Amazon EKS cluster with dedicated node pools for various workloads
GPU nodes with automatic taint configuration for inference workloads
Core infrastructure components (VPC, subnets, IAM roles, security groups)
NVIDIA GPU Operator deployment (required for GPU workloads)
Infrastructure prerequisites for optional enhancements (LLS streaming, simulation caching)

This guide covers infrastructure deployment only. Some Terraform options configure AWS resources (IAM policies, S3 buckets) required by optional enhancements deployed later. See self-hosted-optional-enhancements for details on these components.

Prerequisites

Required Tools

Terraform >= 1.0.0
AWS CLI configured with credentials
kubectl >= 1.28
helm >= 3.17
helmfile >= 0.150
helm-diff plugin >=3.11
helm-secrets plugin >=4.7.4
skopeo (required only if using create_sm_ecr_repos = true for automated ECR mirroring)

Required Access

AWS Account with permissions for EKS, VPC, EC2, IAM, S3
NGC API Key from ngc.nvidia.com authenticated with nvcf-onprem organization - See self-hosted-image-mirroring for more details on required NGC Service Key scopes.
The nvcf-base repository must be downloaded to your local machine (see download-nvcf-base).

Configure AWS Credentials

Terraform requires valid AWS credentials to create resources. Configure your AWS credentials using one of the following methods before running any terraform commands:

AWS CLI (Recommended)

Environment Variables

AWS Profile

Configure credentials using the AWS CLI:

$ # Interactive configuration
$ aws configure
$ 
$ # Or use SSO login
$ aws sso login --profile <profile-name>

Verify AWS credentials are configured correctly:

$ aws sts get-caller-identity

You should see output showing your AWS account ID, user ARN, and user ID. If you receive an error, your credentials are not configured correctly.

Set NGC API Key

Before proceeding, set your NGC API key as an environment variable. This is required for automated ECR mirroring and GPU Operator deployment:

$ export NGC_API_KEY="nvapi-xxxxxxxxxxxxx"  # Replace with your NGC API key

Network Planning

VPC CIDR: /16 recommended for production
Service CIDR: /16, must not overlap with VPC CIDR
Egress is required for third-party registry access to pull both service artifacts and function containers

Node Pool Design

The Terraform configuration supports flexible node pool designs for different deployment scenarios:

self-managed: 5 node pools (compute, GPU, control-plane, database, and secrets management), the extra compute node pool is primarily for supporting optional simulation components and can be disabled for inference-only self-hosted NVCF
byoc: 2 node pools (compute and GPU) - if deploying with this configuration, nodeSelectors must be disabled in the self-hosted stack environment configuration file.

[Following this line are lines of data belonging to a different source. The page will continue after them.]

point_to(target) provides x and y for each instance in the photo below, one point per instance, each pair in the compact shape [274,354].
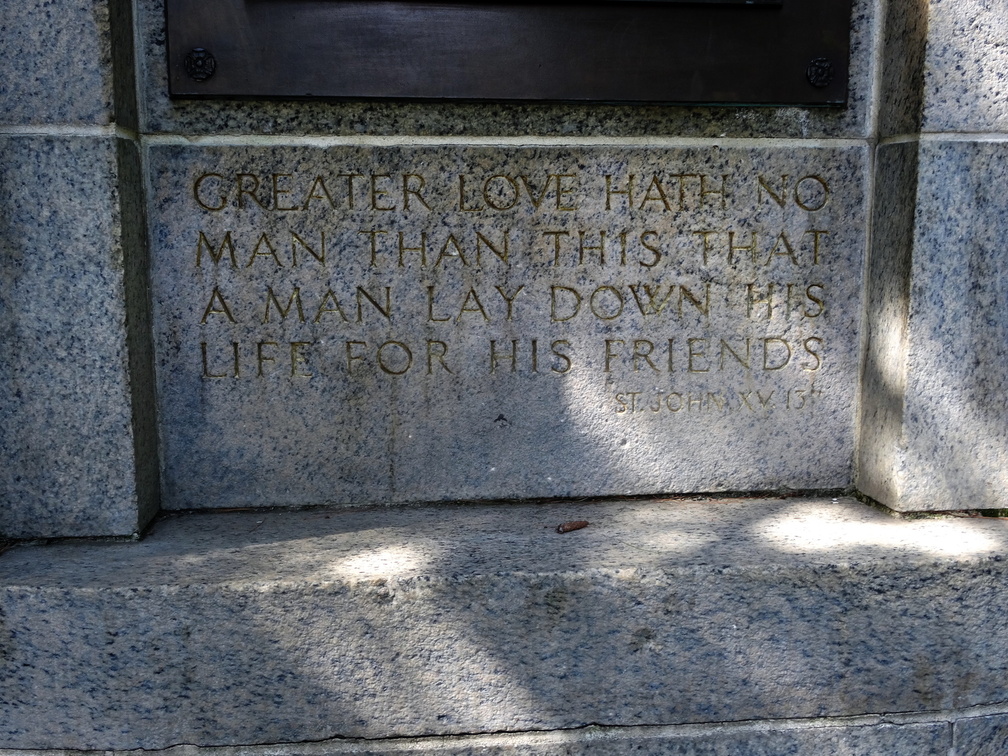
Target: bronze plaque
[717,52]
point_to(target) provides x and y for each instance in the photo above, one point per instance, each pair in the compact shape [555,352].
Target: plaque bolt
[200,65]
[820,73]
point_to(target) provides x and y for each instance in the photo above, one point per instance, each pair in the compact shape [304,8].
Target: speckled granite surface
[263,627]
[66,433]
[496,351]
[966,70]
[235,117]
[982,736]
[935,433]
[56,60]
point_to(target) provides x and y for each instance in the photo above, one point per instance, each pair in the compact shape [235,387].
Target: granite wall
[908,341]
[77,407]
[934,426]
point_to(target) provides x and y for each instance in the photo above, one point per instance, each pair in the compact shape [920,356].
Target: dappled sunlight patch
[800,530]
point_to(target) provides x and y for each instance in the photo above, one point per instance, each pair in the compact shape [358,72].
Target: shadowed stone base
[263,627]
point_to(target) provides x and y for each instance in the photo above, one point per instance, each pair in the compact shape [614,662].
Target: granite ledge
[245,628]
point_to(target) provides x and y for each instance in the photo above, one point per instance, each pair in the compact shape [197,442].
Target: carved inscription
[686,291]
[385,323]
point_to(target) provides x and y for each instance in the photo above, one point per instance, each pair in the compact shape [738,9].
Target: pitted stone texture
[267,627]
[982,736]
[65,402]
[966,75]
[721,395]
[389,118]
[56,63]
[949,450]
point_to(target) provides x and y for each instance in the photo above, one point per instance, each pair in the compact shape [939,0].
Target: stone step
[260,627]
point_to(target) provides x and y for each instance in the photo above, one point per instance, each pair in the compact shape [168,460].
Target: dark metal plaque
[704,51]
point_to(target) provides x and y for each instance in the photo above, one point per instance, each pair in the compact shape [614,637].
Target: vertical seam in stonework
[874,107]
[138,72]
[875,104]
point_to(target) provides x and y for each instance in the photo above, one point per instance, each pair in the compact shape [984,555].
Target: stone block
[935,436]
[982,736]
[499,119]
[378,324]
[966,70]
[279,627]
[67,423]
[56,64]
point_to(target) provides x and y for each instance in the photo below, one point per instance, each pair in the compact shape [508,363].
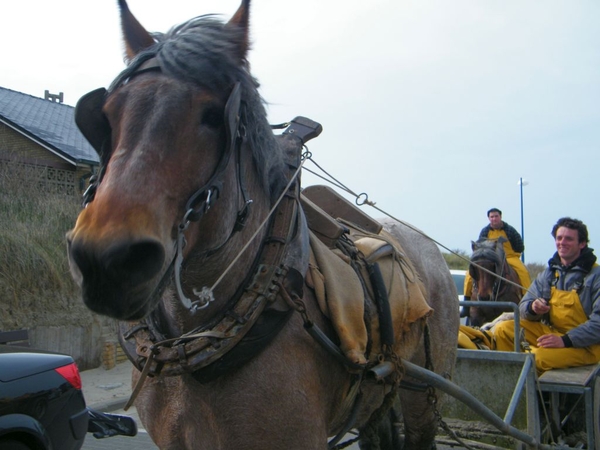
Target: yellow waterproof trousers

Please refer to the codebase nvcf-base/terraform/tfvars-examples for the full list of node configurations and deployment options. Though the byoc configuration may support a self-hosted stack deployment, it is primarily meant for BYOC cluster deployments with NVIDIA-managed NVCF control plane services (see cluster-setup-management).

You can customize node pools (instance types, capacities, and configurations) by copying one of the example tfvars files from terraform/tfvars-examples/ to your environment directory and modifying it to match your requirements.

Automatic GPU Taint Configuration

GPU nodes are automatically tainted with nvidia.com/gpu=present:NoSchedule based on instance family detection (g* or p* patterns). No manual configuration required.

Cluster Creation

Step 1: Create Environment

The nvcf-base repository includes a base Terraform environment under terraform/envs/byoc/ containing the required Terraform configuration files. Create your own environment by copying this folder:

$ cd nvcf-base
$ cp -r terraform/envs/byoc terraform/envs/<your-environment>
$ cp terraform/tfvars-examples/self-managed-full.tfvars terraform/envs/<your-environment>/terraform.tfvars

Replace <your-environment> with your environment name (e.g., nvcf-prod, staging). This copies all required Terraform files (main.tf, variables.tf, providers.tf, outputs.tf) along with the tfvars configuration template.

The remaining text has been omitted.